Consumers are willing to pay more for craft beer, especially if they perceive it to be locally produced. Most of the time very little is changed in the beer itself when it is purchased by a large company, but that presents a difficulty for consumers, said Francis. How do you know which brewery is independently owned by looking at the bottle, and which isn’t?
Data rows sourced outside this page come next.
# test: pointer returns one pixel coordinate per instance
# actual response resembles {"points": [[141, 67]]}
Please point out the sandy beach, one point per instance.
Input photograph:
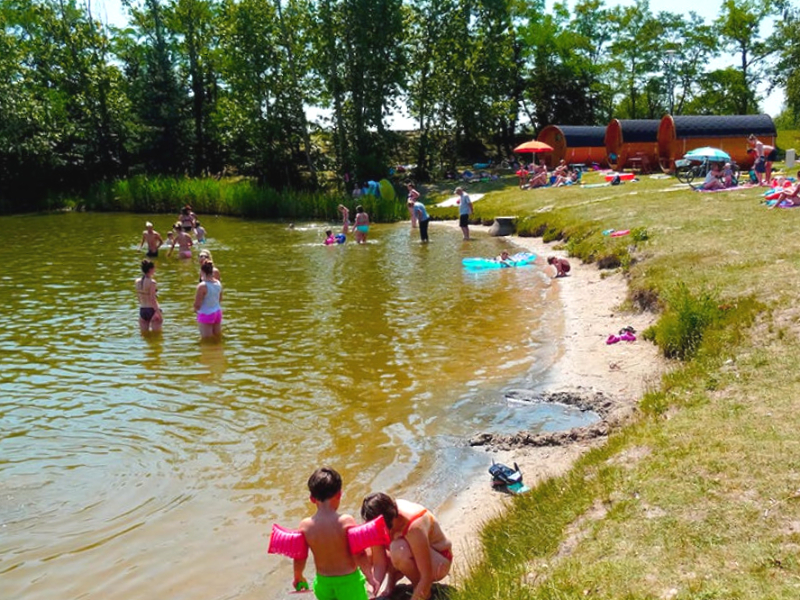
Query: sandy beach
{"points": [[586, 365]]}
“The consuming public -- most of them won’t even recognize the changes in the craft beers,” he said. “They will continue to buy them and a lot of them won’t even know that Anheuser-Busch InBev owns the majority share.”

 

That’s one reason why the Brewers Association, a national organization of craft brewers, advocates for transparency in labelling, according to chief economist Bart Watson.

 

He said that while 99 percent of the breweries in the U.S. are still small and independent, the overall marketplace is getting more crowded. In 2016 the craft beer industry grew by 6 percent -- that’s actually a low number for the industry.

 

“We’ve certainly seen a slowdown, as the industry has matured and as we’ve gotten a more competitive marketplace with more brewers entering,” Watson said. “For larger production breweries, like ODell and New Belgium, they are going to face more direct competition in scale retailers and we’ll see that going forward in Colorado as grocery stores and other chain retailers start carrying beer, so the competitive challenges really vary based on what your business model is and what you’re trying to do in the marketplace.”